Fixing our public dialogue
The nature of our public dialogue in its current form reveals a gaping chasm that only education can fill. We see that chasm in our current political ugliness, the fact that social media amplifies falsehoods exactly as it amplifies truths, and in our personal management of irreconcilable positions.
I would argue that we paid a huge opportunity cost at the outset of the information age by shifting the focus of education to science, technology, engineering, and math (affectionately referred to as STEM) and away from other subjects. That focus meant the information age was going to be viewed and treated first as a technological challenge and second as a content challenge. It is in this vein that Facebook and Twitter ironically identify themselves as technology companies when what defines them and the value to their stakeholders is the content in the interactions that occur.
I’m not suggesting we never needed real expertise in the STEM areas, but rather, that the way we turned our gaze to it created a blindness and an opportunity cost that we must now address.
I wonder what the current social media universe would look like if at the outset of the information age we had recognized the need to better manage the information that was coming not as a technical problem, but as a human problem. Would our politics be saner, would our attitudes towards those who feel differently than us be less harsh, and/or would fact more easily prevail over fiction?

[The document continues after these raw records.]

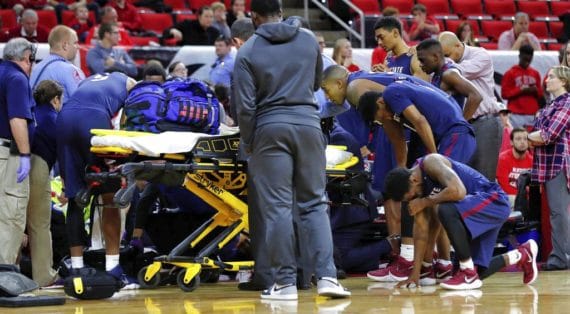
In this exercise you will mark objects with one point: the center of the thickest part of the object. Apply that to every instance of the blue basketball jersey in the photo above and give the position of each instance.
(441, 112)
(436, 81)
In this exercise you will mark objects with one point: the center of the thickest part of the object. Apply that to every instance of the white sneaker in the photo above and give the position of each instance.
(276, 292)
(330, 287)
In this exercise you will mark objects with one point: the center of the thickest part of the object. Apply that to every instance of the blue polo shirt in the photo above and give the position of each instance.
(15, 97)
(56, 68)
(44, 142)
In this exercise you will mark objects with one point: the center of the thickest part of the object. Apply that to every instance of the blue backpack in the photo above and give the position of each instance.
(178, 105)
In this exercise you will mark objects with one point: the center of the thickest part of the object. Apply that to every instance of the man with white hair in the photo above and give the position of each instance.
(28, 29)
(58, 66)
(476, 66)
(15, 115)
(519, 35)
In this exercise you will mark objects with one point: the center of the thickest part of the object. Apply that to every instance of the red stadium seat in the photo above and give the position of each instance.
(467, 7)
(196, 4)
(490, 46)
(493, 28)
(143, 41)
(436, 7)
(369, 7)
(176, 5)
(156, 22)
(452, 25)
(559, 7)
(67, 16)
(47, 18)
(8, 19)
(181, 17)
(534, 9)
(501, 8)
(539, 29)
(555, 46)
(556, 29)
(247, 5)
(405, 7)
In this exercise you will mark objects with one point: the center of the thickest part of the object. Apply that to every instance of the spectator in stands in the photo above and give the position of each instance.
(465, 34)
(519, 35)
(551, 142)
(565, 55)
(424, 26)
(15, 126)
(109, 15)
(81, 23)
(520, 86)
(476, 65)
(321, 40)
(513, 162)
(63, 5)
(220, 17)
(105, 57)
(195, 32)
(28, 29)
(342, 54)
(177, 70)
(49, 99)
(58, 66)
(127, 14)
(222, 69)
(237, 11)
(446, 76)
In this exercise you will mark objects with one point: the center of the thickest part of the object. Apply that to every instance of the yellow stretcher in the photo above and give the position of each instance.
(212, 171)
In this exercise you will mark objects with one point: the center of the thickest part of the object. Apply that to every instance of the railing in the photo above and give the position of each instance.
(325, 9)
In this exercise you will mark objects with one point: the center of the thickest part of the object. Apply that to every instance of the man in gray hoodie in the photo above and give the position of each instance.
(276, 73)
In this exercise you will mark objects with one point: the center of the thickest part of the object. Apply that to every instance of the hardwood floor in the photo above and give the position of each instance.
(501, 293)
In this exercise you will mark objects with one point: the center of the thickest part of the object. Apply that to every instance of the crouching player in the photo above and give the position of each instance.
(471, 209)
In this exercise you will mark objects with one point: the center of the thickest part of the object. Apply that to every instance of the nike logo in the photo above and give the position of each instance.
(470, 280)
(276, 288)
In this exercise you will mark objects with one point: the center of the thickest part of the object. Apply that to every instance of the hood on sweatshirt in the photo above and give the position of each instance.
(279, 32)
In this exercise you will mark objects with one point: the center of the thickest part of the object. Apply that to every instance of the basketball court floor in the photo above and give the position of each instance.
(501, 293)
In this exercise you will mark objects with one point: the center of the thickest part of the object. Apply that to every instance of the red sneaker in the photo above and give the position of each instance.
(427, 276)
(399, 270)
(464, 279)
(443, 272)
(527, 263)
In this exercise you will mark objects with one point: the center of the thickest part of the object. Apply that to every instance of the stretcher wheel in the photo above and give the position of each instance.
(152, 283)
(191, 286)
(210, 275)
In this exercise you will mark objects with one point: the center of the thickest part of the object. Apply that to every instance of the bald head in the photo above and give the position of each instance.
(335, 72)
(63, 41)
(451, 46)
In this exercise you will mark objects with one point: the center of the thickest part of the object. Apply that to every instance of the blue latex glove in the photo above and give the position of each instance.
(24, 168)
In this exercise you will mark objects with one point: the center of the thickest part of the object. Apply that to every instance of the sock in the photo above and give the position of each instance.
(468, 264)
(111, 261)
(444, 262)
(77, 262)
(514, 256)
(407, 252)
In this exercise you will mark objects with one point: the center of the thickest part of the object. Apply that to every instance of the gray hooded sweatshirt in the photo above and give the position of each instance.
(276, 74)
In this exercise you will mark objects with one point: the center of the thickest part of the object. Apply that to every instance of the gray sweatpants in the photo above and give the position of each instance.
(488, 135)
(287, 165)
(559, 204)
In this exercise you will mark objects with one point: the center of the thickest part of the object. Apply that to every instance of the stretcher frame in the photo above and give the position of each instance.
(212, 172)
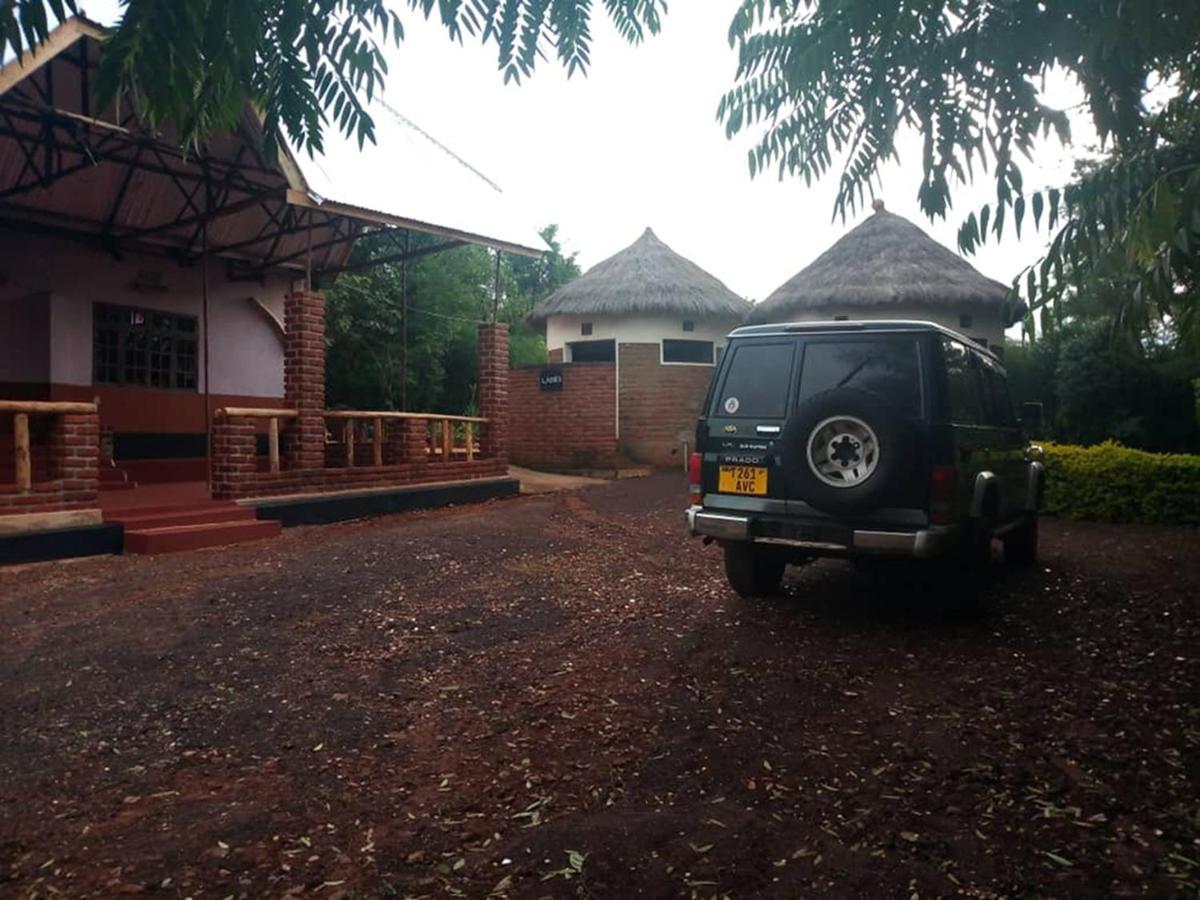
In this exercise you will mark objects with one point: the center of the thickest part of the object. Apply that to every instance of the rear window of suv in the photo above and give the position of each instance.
(756, 382)
(889, 369)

Of course, we can't know the answer for certain, but what we can know is that the dehumanization of our politics, the harshness of our attitudes towards each other, and the negative ways many treat those who they view as different occurred as STEM subjects have more and more come to define the purpose of an education, all while civics, rhetoric, art, and the humanities faded further and further into the background.

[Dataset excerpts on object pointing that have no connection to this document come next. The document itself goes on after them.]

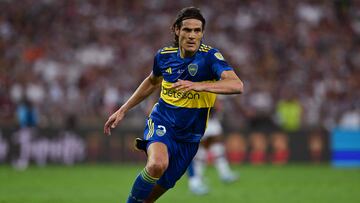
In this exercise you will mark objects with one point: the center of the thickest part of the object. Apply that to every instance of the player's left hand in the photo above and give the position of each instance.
(186, 85)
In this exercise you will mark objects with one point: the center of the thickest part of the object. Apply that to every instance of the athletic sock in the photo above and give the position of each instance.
(142, 187)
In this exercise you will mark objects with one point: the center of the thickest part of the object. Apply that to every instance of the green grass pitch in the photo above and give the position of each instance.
(112, 183)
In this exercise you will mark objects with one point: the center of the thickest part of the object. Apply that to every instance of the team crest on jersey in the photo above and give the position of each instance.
(192, 68)
(161, 130)
(219, 56)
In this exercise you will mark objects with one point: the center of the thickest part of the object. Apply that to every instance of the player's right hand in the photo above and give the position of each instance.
(112, 122)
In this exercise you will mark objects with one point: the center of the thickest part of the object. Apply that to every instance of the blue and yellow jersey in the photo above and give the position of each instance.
(186, 113)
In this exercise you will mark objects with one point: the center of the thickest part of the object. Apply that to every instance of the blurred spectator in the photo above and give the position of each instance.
(63, 55)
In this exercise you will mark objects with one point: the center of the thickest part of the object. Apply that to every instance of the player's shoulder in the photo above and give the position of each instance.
(168, 50)
(210, 51)
(205, 48)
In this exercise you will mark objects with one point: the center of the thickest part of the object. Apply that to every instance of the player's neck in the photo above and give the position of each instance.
(186, 54)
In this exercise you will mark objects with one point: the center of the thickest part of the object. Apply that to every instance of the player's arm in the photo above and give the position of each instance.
(147, 87)
(229, 83)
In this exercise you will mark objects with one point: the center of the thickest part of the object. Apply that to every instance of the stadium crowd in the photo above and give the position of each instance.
(84, 58)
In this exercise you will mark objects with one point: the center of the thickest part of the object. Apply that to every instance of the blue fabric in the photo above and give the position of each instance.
(140, 191)
(180, 153)
(206, 64)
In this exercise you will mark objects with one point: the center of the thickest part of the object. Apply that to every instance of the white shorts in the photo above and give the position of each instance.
(214, 128)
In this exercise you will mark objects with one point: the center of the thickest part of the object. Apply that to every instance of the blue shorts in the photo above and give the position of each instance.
(180, 153)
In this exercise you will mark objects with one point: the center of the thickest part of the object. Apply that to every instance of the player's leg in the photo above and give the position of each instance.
(157, 163)
(156, 192)
(217, 149)
(196, 171)
(180, 158)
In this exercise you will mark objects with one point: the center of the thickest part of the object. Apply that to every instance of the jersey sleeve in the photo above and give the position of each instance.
(156, 68)
(218, 63)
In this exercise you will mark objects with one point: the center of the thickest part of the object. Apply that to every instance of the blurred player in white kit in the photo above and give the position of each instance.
(212, 142)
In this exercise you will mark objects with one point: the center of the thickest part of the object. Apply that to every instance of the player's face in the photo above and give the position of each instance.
(190, 35)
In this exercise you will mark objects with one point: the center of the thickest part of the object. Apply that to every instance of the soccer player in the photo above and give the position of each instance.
(190, 75)
(211, 142)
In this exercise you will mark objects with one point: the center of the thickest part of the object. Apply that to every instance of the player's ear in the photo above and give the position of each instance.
(177, 30)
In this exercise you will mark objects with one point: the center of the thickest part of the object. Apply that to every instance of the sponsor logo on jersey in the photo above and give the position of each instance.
(177, 94)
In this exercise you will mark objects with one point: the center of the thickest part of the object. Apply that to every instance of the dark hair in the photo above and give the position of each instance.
(184, 14)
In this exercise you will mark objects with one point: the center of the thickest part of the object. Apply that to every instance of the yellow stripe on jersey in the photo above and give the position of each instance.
(151, 129)
(207, 118)
(204, 48)
(168, 52)
(169, 48)
(191, 99)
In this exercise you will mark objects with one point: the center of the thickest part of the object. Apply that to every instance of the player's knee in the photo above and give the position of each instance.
(157, 167)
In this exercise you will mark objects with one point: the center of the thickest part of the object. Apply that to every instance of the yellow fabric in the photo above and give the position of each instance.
(191, 99)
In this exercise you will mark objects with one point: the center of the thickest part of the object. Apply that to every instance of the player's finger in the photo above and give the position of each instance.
(114, 124)
(107, 126)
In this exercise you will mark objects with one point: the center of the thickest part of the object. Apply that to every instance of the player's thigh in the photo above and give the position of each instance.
(158, 155)
(178, 164)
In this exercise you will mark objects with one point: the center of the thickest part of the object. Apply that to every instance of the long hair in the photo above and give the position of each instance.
(184, 14)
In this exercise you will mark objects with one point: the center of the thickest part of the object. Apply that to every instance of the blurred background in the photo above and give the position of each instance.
(65, 66)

If I'm right, that means that the focus on STEM at the expense of other subjects has had an incredibly powerful impact. That's a remarkable thought. It points out the power of a choice that was made regarding public education, which in turn suggests that we can make new choices that will have an equally powerful impact on our future. It points out the obvious as well, that had we made different decisions in the past we would be in a very different place than we are.
It points out that if we are dissatisfied with the current coarseness of our public discourse, the harshness in our disagreements, or the inability of social media to elevate truth above fiction, we have a remedy. We didn’t create those problems over night, and we won’t solve them overnight, but the focus of the public schools clearly changed the world once, so it can do it again. But we’ll have to choose to do it.
I would argue that the simplest solution is to commit ourselves to the idea that says the most fundamental purpose of education is to equip each student to engage others as human beings.
That will not lead to agreement on difficult subjects, a dismissal of vigorous debate between those who hold irreconcilable positions, or some pollyannish hope that we will all one day hold hands at the top of a mountain and sing songs together. America is multicultural country founded on the idea that people who disagreed could still live side by side and participate in the benefits our democracy has to offer. Those who founded our country knew we would never agree on everything and designed it to handle that fact. At the moment we are falling woefully short of the goals they placed in front of us and we need to change that fact.
We need to get better at living together or we are all, no matter our politics, religions, attitudes, or beliefs, going to each find ourselves in a diminished world that is a long way from what a thriving democracy was designed to accomplish. It is my assertion here that a shift in public education towards an emphasis on subjects like civics, rhetoric, arts, and humanities may be the key to getting all of us to a better place.
As simple as that sounds, our decisions about public education in the past have been powerful enough to create much of our current conditions in which we find ourselves. A new set of decisions may be just as powerful at creating something better.